So, clearly the icosahedron is great for reducing distortion. But, there is also another reason it’s become so popular:
Subdivision parallels image up-sampling
Take a look at the equations below. These show how to compute the number of faces and vertices for each successive subdivision level.
Take note of that factor of 4. A subdivision turns 1 face into 4 faces, just like how image up-sampling turns 1 pixel into 4 pixels.
For vertices, it’s not quite the same, but it’s fairly close.
Now remember, many of our favorite fully-convolutional network architectures (like FCNs, U-Nets, and ResNets) incorporate these down-sampling and up-sampling operations to encode and then decode learned features. Because subdivision has this nice parallel with these operations, the subdivided icosahedron can fit nicely into our existing CNN paradigm.
So many ways to convolve on the icosahedron!
As I pointed out before, 6 different papers proposed novel analysis using the icosahedron in 2019. Let’s take a shallow dive into each of these papers to see, empirically, how and why the icosahedron works, and what considerations we have to make to use it.
I will start this section with my own contribution to this approach, because I directly compare different spherical representations.
Mapped Convolutions (Eder et al., arXiv 2019) [Code]
Convolutions on Spherical Images (Eder and Frahm, CVPR Workshops 2019, Oral)
The key contribution of these papers is to tout the representational benefits of the subdivided icosahedron and to provide a solution to convolve on its surface. In these works, I look at the tasks of depth estimation and semantic segmentation using an equirectangular image, a cube map, and a level 7 subdivided icosahedron. To provide an apples-to-apples comparison, I generalize the location-adaptive methods by developing a “mapped convolution” operation that accepts an adjacency list to determine where a convolutional kernel should sample. This approach allows us to map the kernel to the faces of the subdivided icosahedron without changing the convolution operation in any way. The results show a 12.6% improvement in overall semantic segmentation mean IOU and a nearly 17% improvement in absolute error for depth estimation,
Simply by resampling the image to the subdivided icosahedron!

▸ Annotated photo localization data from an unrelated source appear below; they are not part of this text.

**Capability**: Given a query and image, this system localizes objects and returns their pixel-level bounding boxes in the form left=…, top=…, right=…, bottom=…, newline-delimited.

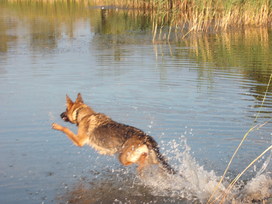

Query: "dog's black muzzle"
left=60, top=112, right=69, bottom=122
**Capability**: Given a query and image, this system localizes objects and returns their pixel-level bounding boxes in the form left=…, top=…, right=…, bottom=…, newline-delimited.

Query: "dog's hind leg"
left=118, top=138, right=150, bottom=173
left=52, top=123, right=87, bottom=147
left=119, top=148, right=149, bottom=175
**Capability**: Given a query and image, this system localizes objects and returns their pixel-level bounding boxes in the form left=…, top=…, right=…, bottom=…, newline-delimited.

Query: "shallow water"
left=0, top=2, right=271, bottom=204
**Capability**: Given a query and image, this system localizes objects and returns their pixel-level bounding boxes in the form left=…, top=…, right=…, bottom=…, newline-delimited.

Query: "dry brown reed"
left=208, top=74, right=272, bottom=204
left=5, top=0, right=272, bottom=33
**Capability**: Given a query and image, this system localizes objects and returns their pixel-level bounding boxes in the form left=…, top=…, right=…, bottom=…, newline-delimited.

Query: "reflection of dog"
left=52, top=93, right=176, bottom=174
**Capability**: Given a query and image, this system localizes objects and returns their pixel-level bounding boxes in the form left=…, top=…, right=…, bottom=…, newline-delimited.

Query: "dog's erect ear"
left=75, top=93, right=84, bottom=103
left=66, top=94, right=73, bottom=108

These outcomes reinforce the importance of the choice of spherical image representation.
An additional result is that the cube map is not a great choice of spherical image representation due to orientation inconsistency at +/-Y faces that we highlighted earlier (remember how content radiates from the center?) and filter ambiguity at the corners.

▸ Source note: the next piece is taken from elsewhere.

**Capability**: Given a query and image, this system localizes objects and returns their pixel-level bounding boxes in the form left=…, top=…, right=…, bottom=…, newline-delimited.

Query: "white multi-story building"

The problem with my mapped convolution approach in these works is that it can get quite slow as network depth or image resolution increases.
Spherical CNNs on Unstructured Grids (Jiang et al., ICLR 2019) [Code]
This paper is where my mutually-exclusive division of the related work falls apart. This approach uses the subdivided icosahedron, but it is also a type of reparameterization method. This work, often abbreviated as UG-SCNN, reparameterizes convolution as a linear combination of differential operators on the surface of an icosahedral mesh. This was the first work to attempt to take advantage of the lower distortion present in the icosahedron representation as well as the efficiency gains that can be achieved by reparameterizing the convolution. This method circumvents the scalability problem of kernel-modifications by leveraging fast differential computations to approximation convolution, and it scales better to higher resolution spherical images as a result. This scalability comes at the cost of transferability, however. Because it no longer uses the traditional convolution operation, it does not permit network reuse. That being said, it still provides some of the best performance to-date for spherical image tasks.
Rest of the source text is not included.